Grammar-constrained generation for deterministic model outputs.
Forces AI models to give you structured, predictable outputs — ensures your AI returns exactly the data format you need every time.
Outlines is an open-source Python library for structured generation: making large language models produce outputs that match an expected type, schema, grammar, regular expression, literal choice set, or function signature during generation rather than trying to repair malformed text afterward. The project is maintained by .txt and describes its goal as making LLMs more reliable for production applications. Its core idea is simple for Python developers: instead of writing brittle prompt instructions and post-processing code, you call a model with a prompt and an output type, such as a Literal for classification, int for numeric extraction, a Pydantic model for complex JSON-like objects, a function signature for function-call parameters, a regex for pattern-constrained text, or a grammar for more complex structures. Outlines then constrains the generation path so the produced text fits that structure. The README positions this as a way to avoid parsing headaches, broken JSON, and provider-specific structured-output implementations.

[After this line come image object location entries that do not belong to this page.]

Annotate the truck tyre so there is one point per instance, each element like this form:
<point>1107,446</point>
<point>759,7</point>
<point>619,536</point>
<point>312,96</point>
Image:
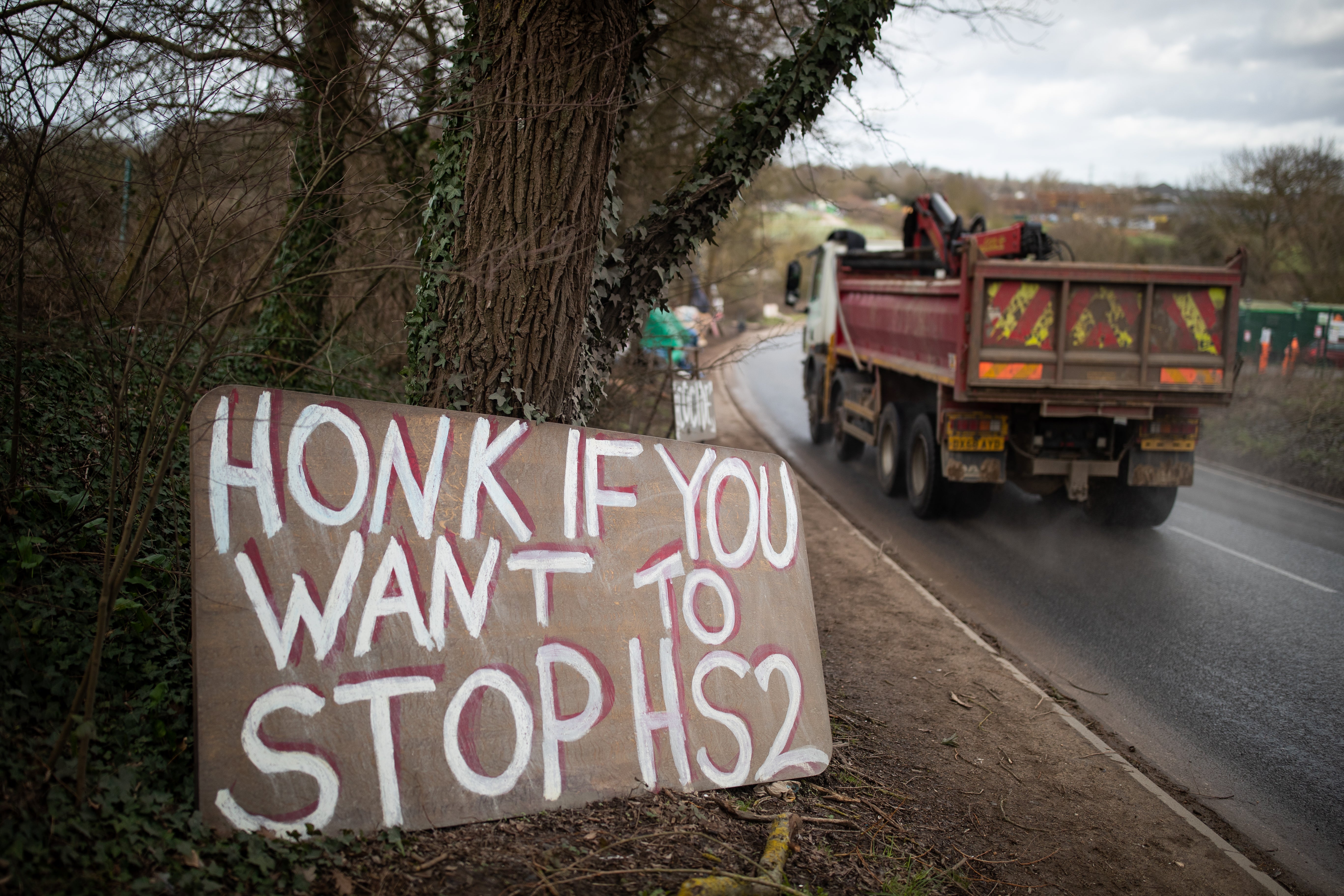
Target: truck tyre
<point>847,447</point>
<point>925,487</point>
<point>970,500</point>
<point>890,468</point>
<point>819,428</point>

The tool is especially relevant for teams building AI systems where model output must feed downstream software: customer support triage, product categorization, document classification, event extraction, function calling, and templated prompt workflows are all shown as practical examples. In those examples, free-form user or document text is converted into typed objects such as service tickets, product categories, event records, or meeting parameters. This makes Outlines more of a structured-output layer than a full agent framework. It does not try to orchestrate multi-agent workflows, memory, tools, queues, or human approval loops; instead, it focuses on the narrower but important problem of making model responses conform to shapes that code can consume.
Outlines supports several model access patterns. The README lists server integrations for vLLM and Ollama, local model support through transformers and llama.cpp, and API support for OpenAI, Gemini, and Dottxt. The practical guarantee level can depend on the model backend and provider integration, so teams should test the exact backend they intend to deploy. This provider flexibility is one of its strongest practical advantages: teams can use a similar structured-generation interface while experimenting with local models, serving stacks, and supported hosted APIs.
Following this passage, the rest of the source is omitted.